Generalmente, nelle procedure di mobilità volontaria, il nulla osta dell'amministrazione di provenienza è necessario per perfezionare il trasferimento, ma non sempre è richiesto già in fase di presentazione della domanda. Alcuni bandi consentono di candidarsi con riserva, ottenendo il nulla osta solo in caso di esito positivo della selezione. È indispensabile leggere attentamente il bando integrale per capire quale sia la prassi adottata dal Comune di Bucine in questo specifico avviso.

Qual è la scadenza per presentare domanda e dove si invia?

La domanda deve essere presentata entro le ore 10:00 del 1° aprile 2026, esclusivamente attraverso il Portale InPA (www.inpa.gov.it). Non sono ammesse candidature inviate con modalità diverse — posta, PEC, consegna a mano. Per accedere al portale occorre autenticarsi con SPID, CIE o CNS. Il codice dell'avviso da ricercare è UFVEII_2026_1.

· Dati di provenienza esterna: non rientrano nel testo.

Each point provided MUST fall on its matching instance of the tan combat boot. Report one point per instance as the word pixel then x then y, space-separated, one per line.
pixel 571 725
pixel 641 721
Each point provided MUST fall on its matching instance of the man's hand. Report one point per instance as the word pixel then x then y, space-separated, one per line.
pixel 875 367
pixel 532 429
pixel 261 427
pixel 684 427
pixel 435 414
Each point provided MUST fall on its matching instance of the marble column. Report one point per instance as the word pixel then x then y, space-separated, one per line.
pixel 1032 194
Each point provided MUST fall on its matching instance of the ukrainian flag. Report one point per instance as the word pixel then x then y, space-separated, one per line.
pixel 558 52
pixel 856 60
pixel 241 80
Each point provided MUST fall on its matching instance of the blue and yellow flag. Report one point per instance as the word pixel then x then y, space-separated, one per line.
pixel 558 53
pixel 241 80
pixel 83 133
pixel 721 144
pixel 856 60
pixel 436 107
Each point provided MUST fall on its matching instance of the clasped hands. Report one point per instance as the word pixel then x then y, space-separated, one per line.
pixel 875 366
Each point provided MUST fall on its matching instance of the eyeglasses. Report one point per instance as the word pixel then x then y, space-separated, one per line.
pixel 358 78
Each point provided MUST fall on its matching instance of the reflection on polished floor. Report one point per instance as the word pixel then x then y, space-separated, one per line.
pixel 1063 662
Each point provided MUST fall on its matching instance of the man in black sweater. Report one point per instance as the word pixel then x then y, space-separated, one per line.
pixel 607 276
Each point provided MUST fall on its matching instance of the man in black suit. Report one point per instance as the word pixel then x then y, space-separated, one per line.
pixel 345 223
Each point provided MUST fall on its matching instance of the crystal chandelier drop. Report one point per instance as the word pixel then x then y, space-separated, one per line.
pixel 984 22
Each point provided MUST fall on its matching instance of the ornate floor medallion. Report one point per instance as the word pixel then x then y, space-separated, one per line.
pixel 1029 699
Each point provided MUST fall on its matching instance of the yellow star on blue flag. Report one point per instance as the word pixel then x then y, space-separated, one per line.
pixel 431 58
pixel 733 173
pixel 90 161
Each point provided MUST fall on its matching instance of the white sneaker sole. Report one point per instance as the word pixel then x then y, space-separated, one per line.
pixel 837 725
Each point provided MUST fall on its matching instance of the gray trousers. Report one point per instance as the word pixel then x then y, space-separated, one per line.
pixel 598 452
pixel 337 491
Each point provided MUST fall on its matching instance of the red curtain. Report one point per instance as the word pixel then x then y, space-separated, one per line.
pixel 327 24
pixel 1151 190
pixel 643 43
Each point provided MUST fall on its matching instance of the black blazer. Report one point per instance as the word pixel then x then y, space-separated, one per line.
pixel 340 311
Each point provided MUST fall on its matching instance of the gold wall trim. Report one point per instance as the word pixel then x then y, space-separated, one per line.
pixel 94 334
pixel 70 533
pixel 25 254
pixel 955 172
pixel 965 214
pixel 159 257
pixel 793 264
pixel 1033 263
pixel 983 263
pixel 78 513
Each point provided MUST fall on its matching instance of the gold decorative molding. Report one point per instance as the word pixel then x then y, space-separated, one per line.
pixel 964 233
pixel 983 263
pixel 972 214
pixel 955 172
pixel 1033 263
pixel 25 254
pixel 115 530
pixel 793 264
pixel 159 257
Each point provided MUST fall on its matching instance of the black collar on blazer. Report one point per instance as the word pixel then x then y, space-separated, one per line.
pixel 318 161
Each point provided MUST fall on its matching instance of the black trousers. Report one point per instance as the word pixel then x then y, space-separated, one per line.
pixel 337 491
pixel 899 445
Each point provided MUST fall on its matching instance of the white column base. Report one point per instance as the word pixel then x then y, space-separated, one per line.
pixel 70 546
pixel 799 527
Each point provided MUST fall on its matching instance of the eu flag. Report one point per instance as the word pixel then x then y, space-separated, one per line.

Che tipo di selezione verrà effettuata?

La selezione prevede un colloquio. Non sono indicate prove scritte o test preselettivi: la valutazione si concentrerà verosimilmente sul percorso professionale del candidato, sulle competenze tecniche maturate, sulla motivazione al trasferimento e sulla coerenza del profilo con le necessità dell'ente. I dettagli sui criteri di valutazione e sulle materie oggetto del colloquio sono contenuti nel bando integrale.

Qual è l'inquadramento contrattuale previsto?

Il posto è inquadrato nell'Area dei Funzionari e dell'Elevata Qualificazione del CCNL Comparto Funzioni Locali, con contratto a tempo indeterminato e pieno. Si tratta dell'area che, nel nuovo ordinamento professionale introdotto dal CCNL 2019-2021, ha sostituito la vecchia categoria D. Il trattamento economico sarà quello previsto dal contratto collettivo nazionale per questa area, eventualmente integrato dalla contrattazione decentrata del Comune di Bucine.